In or example we demonstration we demonstrate by outputting two packing lists, one blinded and the other not blinded.  We first demonstrate the unblinded packing list with the original packing location and title the dataset, unBlind.

```{r packingar}
unBlind <- outputLab(dataOut=serumRand,blind=0,origP=1,maxRows=9,maxCols=9,newPack=1)
blind <- outputLab(dataOut=serumRand,blind=1,origP=0,maxRows=9,maxCols=9,newPack=1)
```

The function, `outputLab`, has the following options:

* dataOut = dataset to be formatted for packing list
* Blind = 0/1 indicator to select if a blinded (1) or unblinded(0) packing list is to be generated
* origP = 0/1 indicator for inclusion of the original packing location (1) or deletion of the packing location (0)
* maxRows = maximum row for the output dataset
* maxCols = maximum column for the output dataset
* newPack = 0/1 indicator to generate new packing locations

The second packing list, blind, demonstrates an output where the packing list is blinded.  The original packing location is also not displayed.  These packing lists can be printed for use.

### Step 6: Switching Without Re-Randomization

We do not want to completely re-randomize, but we may need to change parameters such as plate sizes or QC samples per plate.  The analyst now wants to produce a new location list for serum samples, but the test bench has different sized batches.

* dataIn: randomized dataset
* numqc: number of QC samples per set
* numqcM: number of qc matching samples
* batchS: new batch size

```{r switchR}
serumSwitch <- switchR(dataIn=serumRand,numqc=2,numqcM=2,batchS=44)
```

In this example the batch size is now 43 samples with 2 QC samples and 2 matching per batches.

### Step 7: Checking the Results
              
As above we check the randomization for the serum switch.

```{r checksr}
test1 <- testCCAcross(serumSwitch)
test2 <- testQCmatch(serumSwitch,2,2)
test3 <- uniqueID(serumSwitch,"serumID")
test4 <- testPair(serumSwitch)
test5 <- orderCases(serumSwitch,4)
test6 <- batchCount(serumSwitch,44)
test7 <- countQC(serumSwitch,2)
```

As a reminder, the functions of the tests are repeated below.

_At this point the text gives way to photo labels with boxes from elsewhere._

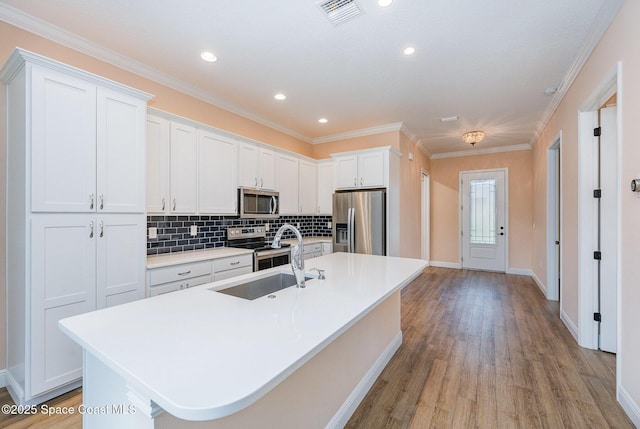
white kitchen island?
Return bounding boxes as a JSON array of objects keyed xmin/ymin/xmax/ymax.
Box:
[{"xmin": 59, "ymin": 253, "xmax": 426, "ymax": 429}]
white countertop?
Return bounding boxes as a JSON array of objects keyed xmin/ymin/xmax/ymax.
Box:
[
  {"xmin": 147, "ymin": 247, "xmax": 253, "ymax": 268},
  {"xmin": 59, "ymin": 253, "xmax": 426, "ymax": 420}
]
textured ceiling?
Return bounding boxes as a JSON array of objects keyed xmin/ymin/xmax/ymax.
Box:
[{"xmin": 0, "ymin": 0, "xmax": 620, "ymax": 154}]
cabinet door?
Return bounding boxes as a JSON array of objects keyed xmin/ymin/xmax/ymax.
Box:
[
  {"xmin": 27, "ymin": 214, "xmax": 96, "ymax": 396},
  {"xmin": 169, "ymin": 122, "xmax": 198, "ymax": 213},
  {"xmin": 277, "ymin": 154, "xmax": 299, "ymax": 215},
  {"xmin": 238, "ymin": 143, "xmax": 260, "ymax": 188},
  {"xmin": 95, "ymin": 214, "xmax": 146, "ymax": 308},
  {"xmin": 358, "ymin": 152, "xmax": 385, "ymax": 188},
  {"xmin": 334, "ymin": 155, "xmax": 358, "ymax": 189},
  {"xmin": 96, "ymin": 87, "xmax": 146, "ymax": 213},
  {"xmin": 146, "ymin": 116, "xmax": 169, "ymax": 214},
  {"xmin": 298, "ymin": 160, "xmax": 318, "ymax": 215},
  {"xmin": 258, "ymin": 148, "xmax": 276, "ymax": 190},
  {"xmin": 317, "ymin": 162, "xmax": 334, "ymax": 215},
  {"xmin": 198, "ymin": 131, "xmax": 238, "ymax": 214},
  {"xmin": 28, "ymin": 66, "xmax": 96, "ymax": 212}
]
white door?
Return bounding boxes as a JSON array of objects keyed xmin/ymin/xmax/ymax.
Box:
[
  {"xmin": 27, "ymin": 214, "xmax": 96, "ymax": 396},
  {"xmin": 600, "ymin": 106, "xmax": 618, "ymax": 353},
  {"xmin": 169, "ymin": 122, "xmax": 198, "ymax": 213},
  {"xmin": 31, "ymin": 67, "xmax": 96, "ymax": 212},
  {"xmin": 96, "ymin": 87, "xmax": 147, "ymax": 213},
  {"xmin": 198, "ymin": 131, "xmax": 238, "ymax": 214},
  {"xmin": 460, "ymin": 170, "xmax": 507, "ymax": 272},
  {"xmin": 96, "ymin": 214, "xmax": 146, "ymax": 309},
  {"xmin": 146, "ymin": 115, "xmax": 169, "ymax": 213}
]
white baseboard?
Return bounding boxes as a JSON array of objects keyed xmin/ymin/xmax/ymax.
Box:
[
  {"xmin": 325, "ymin": 332, "xmax": 402, "ymax": 429},
  {"xmin": 429, "ymin": 261, "xmax": 462, "ymax": 270},
  {"xmin": 560, "ymin": 308, "xmax": 580, "ymax": 344},
  {"xmin": 617, "ymin": 386, "xmax": 640, "ymax": 428}
]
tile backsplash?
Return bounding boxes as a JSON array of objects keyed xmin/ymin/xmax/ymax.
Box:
[{"xmin": 147, "ymin": 216, "xmax": 332, "ymax": 255}]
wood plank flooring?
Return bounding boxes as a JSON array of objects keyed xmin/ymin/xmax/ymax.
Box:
[{"xmin": 0, "ymin": 268, "xmax": 633, "ymax": 429}]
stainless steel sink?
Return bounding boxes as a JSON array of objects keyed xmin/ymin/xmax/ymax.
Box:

* **Test 1:** no case-control samples across batches or plates.
* **Test 2:** The output shows the batches with QC errors.
The results are test 2 are fine, it just shows that there are extra QC samples
in certain batches.
* **Test 3:** The output shows samples where the serum ID is repeated.
* **Test 4:** The "test" dataset contains any case-control sets that are not together.
* **Test 5:** The test data shows cases or controls that are together.
* **Test 6:**  The test data contains batches with more than the specified count (43)
* **Test 7:** The output contains batches that do not contain 2 QC samples.

Once this test is complete, we can output the packing lists for these serum samples.  These packing lists are outputted in the datasets not Blinded (unBlindSw) and Blinded (blindSw).

### Step 8: Output the Packing Lists for the `switchR` Function

We output blinded and unblinded packing lists for the `switchR` results.  We can again use the `outputLab` function and set the newPack indicator variable to 0.
```{r packingarS}
serumSwitchP <- unBlind %>% 
                select(serumID,rack,row,col) %>%
                merge(.,serumSwitch,by='serumID')
unBlindSw <- outputLab(serumSwitchP,blind=0,origP=.,maxRows=.,maxCols=.,newPack=0)
blindSw <- outputLab(serumSwitchP,blind=1,origP=.,maxRows=.,maxCols=.,newPack=0)
```

All of the example functions have been shown, and a demonstration of the pipeline for the package.  The input datasets are formatted then randomized using two different methods.  These output datasets are checked then packing lists are generated.